Surveillance is fundamental to the control of communicable diseases.15 For CPE infection, this is underpinned by the work of diagnostic and public health laboratories to identify and report CPE carriage and spread. This work includes identifying resistance through phenotypic testing, confirming the presence of specific CPE genes through molecular assays, and further characterising complex resistance genetics of individual pathogens and the phylogenetic links between pathogens through genomic methods such as whole genome sequencing.

Data from laboratories have been critical in informing our current estimates of the CPE burden across Australia. These are based on data from individual studies,16,17,18 state surveillance programs,19 and the National Alert System for Critical Antimicrobial Resistances (CARAlert), a voluntary reporting mechanism for bacterial isolates with critical antimicrobial resistance.

In 2022, CARAlert reported a 37.8% increase in the number of CPE cases from 2021 and received reports from all states and territories.20 CPE was detected across all age groups, with the majority in people aged 50 years and older.20 Over 5% of CPE reports were in children aged up to 4 years.20 CPE accounted for over 50% of all critical antimicrobial resistance reports confirmed from blood specimens, and over 80% of urine specimens, highlighting the clinical significance of CPE.20 The highest proportion of CPE was detected in hospitals.20 In April 2023, there had been a 43% year‐to‐date increase in CPE CARAlert reports compared with 2022, with over 50% detected from clinical isolates.21

Although CPE is frequently associated with protracted, widespread hospital outbreaks,4,16,17,19 thinking of CPE as solely a hospital infection control problem may impair our ability to respond effectively.22,23 CPE is increasingly reported from residential aged care and community settings,20 despite the fact that targeted screening for CPE colonisation does not occur in these settings. The potential for CPE transmission in the wider community, particularly among vulnerable older people in aged care facilities, is of concern.20,23

The value of taking a systematic approach to addressing the risks posed by CPE has been described in an Australian context and abroad,19,24 yet opportunities for improvement exist. Currently, CPE infection is only notifiable in five of the eight states and territories, and consequently, CPE burden is likely underestimated. Furthermore, there is no national linkage of epidemiological data to the CARAlert surveillance system. Therefore, the proportion of CPE infections that are acquired overseas, linked to outbreaks, associated with specific settings or patient cohorts, and the infection‐to‐colonisation ratio are not comprehensively monitored. There is also no coordinated approach to comparative genomic analysis fundamental to detecting hypervirulent strains, and clonal and plasmid‐borne outbreaks. For these reasons, our understanding of CPE epidemiology, the risks posed, and the effectiveness of prevention and control measures are limited. Central to achieving a systematic response to CPE is the establishment of nationally consistent and coordinated CPE surveillance. (Box).
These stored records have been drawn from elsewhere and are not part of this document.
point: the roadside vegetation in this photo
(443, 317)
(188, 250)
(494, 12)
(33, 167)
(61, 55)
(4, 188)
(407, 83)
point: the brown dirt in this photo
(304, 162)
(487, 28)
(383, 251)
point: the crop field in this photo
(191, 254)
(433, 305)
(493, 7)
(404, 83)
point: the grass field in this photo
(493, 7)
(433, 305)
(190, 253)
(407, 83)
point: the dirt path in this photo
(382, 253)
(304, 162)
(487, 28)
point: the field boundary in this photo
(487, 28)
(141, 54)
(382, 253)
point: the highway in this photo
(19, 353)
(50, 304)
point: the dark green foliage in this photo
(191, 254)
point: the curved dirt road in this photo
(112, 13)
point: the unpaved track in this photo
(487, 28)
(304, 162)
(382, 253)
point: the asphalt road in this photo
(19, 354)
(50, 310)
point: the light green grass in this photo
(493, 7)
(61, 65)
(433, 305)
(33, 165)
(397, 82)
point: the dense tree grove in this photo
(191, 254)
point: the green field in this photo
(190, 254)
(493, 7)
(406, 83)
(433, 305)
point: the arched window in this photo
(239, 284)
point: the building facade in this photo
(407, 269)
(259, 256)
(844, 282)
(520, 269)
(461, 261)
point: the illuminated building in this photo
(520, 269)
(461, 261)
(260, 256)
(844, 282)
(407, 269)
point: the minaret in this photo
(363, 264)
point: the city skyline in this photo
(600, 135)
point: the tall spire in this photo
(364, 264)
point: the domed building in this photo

In the global context, current estimates suggest Australia’s CPE burden is still low,1 and adverse impacts of CPE on the Australian population, health care system and economy can be mitigated. The threats posed by CPE, and the diminishing time left for action, have been highlighted before.25,26,27 Although progress has been made in recent years,19,20,23 these efforts are not nationally consistent or coordinated. In 2023, the process of establishing an Australian Centre for Disease Control has begun.28 One of the stated aims of this federally funded body is to work to prevent and control communicable (infectious) diseases.28 As such, the Australian Centre for Disease Control is ideally placed as a national coordinating body to guide a systematic, evidence‐based and harmonised approach to CPE surveillance and public health action. Australia now has a unique opportunity to take coordinated national action to prevent the spread of CPE.